Ярость захлестнула меня с такой силой, что темные искры поплыли перед глазами.
Уничтожить. Сжечь дотла. Вырвать из своего сознания эти навязанные чувства, как раковую опухоль.
Я приготовил все для сокрушительного удара «Молотом», когда что‑то внутри застопорилось. Холодный укол. Что‑то в самой природе этой конструкции работало как предохранитель.
Уничтожить ее было бы… кощунством — не с моральной точки зрения, а с тактической.

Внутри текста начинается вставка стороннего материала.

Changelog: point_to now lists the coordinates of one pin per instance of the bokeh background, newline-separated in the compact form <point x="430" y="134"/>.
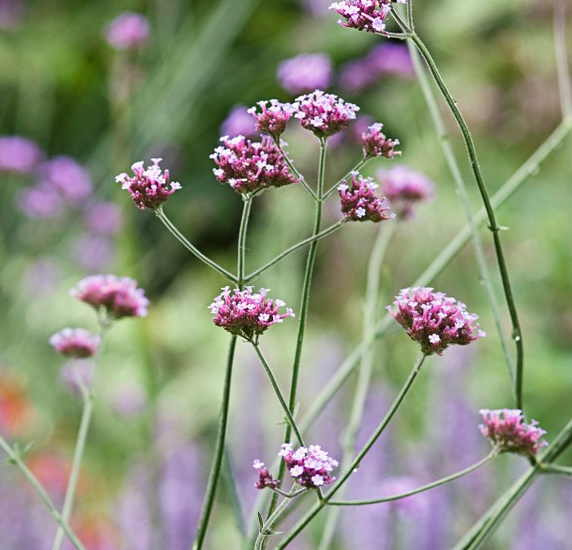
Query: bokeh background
<point x="91" y="110"/>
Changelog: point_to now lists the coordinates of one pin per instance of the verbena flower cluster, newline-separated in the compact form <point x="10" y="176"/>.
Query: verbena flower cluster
<point x="510" y="434"/>
<point x="360" y="202"/>
<point x="434" y="320"/>
<point x="149" y="187"/>
<point x="364" y="15"/>
<point x="251" y="166"/>
<point x="245" y="313"/>
<point x="309" y="466"/>
<point x="324" y="114"/>
<point x="75" y="342"/>
<point x="118" y="296"/>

Как разбить тонкий механизм часов, не поняв, как он работает и кто его завел. Ярость, встретив это внутреннее сопротивление, схлынула, уступив место ледяному анализу.
Две закладки. Строганов и… скорее всего, Багрецовы.
Один — против обряда. Другая — за.
А что выгодно мне?
Мысленно я отступил от образа Лады, словно от токсичного экспоната, и взглянул на всю картину целиком. Если вычеркнуть из уравнения этот навязанный магнит, свадьба теряла львиную долю своей привлекательности.
Что оставалось? Доступ к архивам Багрецовых — ценная, но не гарантированная награда. Защита от ревизии крови — но я уже создал свою собственную временную защиту с помощью пси-кристалла. Да и сам контроль крови мог оказаться мифом, пугалкой для давления.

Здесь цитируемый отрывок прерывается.